European ESOP: The Main Structural Features and Pilot Implementation in Slovenia - CLEO Skip to main content

Summary

There has been a great variety of employee ownership models in Europe. Some of the best examples are Marcora in Italy, Sociadades Laborales in Spain, Le FCPE de Reprise in France, and many unregulated ad hoc models set up by individual owners without any institutional support. None of those models, however, offers an effective and systematized tool for business succession. And while the European Commission has been touting ownership succession at the top of the challenges list for the SME sector for the past decade,  Europe continues to lack a universal and functional model for large scale ownership transfers to employees.  Since 2018, the Institute for Economic Democracy in Slovenia has been developing a model based on existing best practices. Influenced by the structural and institutional analysis of EO models globally – particularly the US ESOP – main features have been generalized by using the good features and resolving the flawed features. The outcome is a generic model with a set of universal features, which we call the “European ESOP” or the “Cooperative ESOP”. These features are open-ended enough to be used in devising the national models in Europe but are also narrow enough that the system accounts for the main challenges of the historical and contemporary employee ownership models.
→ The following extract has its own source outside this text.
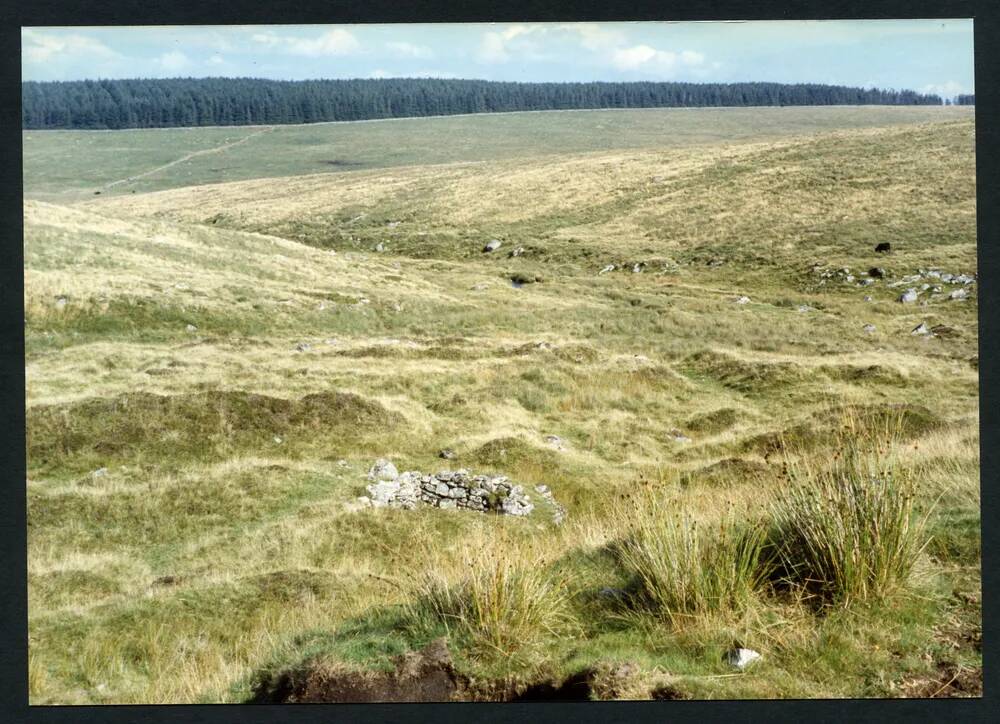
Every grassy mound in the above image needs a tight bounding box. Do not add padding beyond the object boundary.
[28,389,397,473]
The first publication of the model dates back to 2019, when the technical concept was described in a paper published by the European Federation for Employee Share Ownership in Brussels.  Our purpose in this paper is to provide a more concise description of the European ESOP, to compare the European model against the US ESOP, and to give an overview of the pilot implementation in Slovenia, where the Slovenian ESOP – as the national adaptation of the general principles behind the European ESOP – has been implemented for the first time.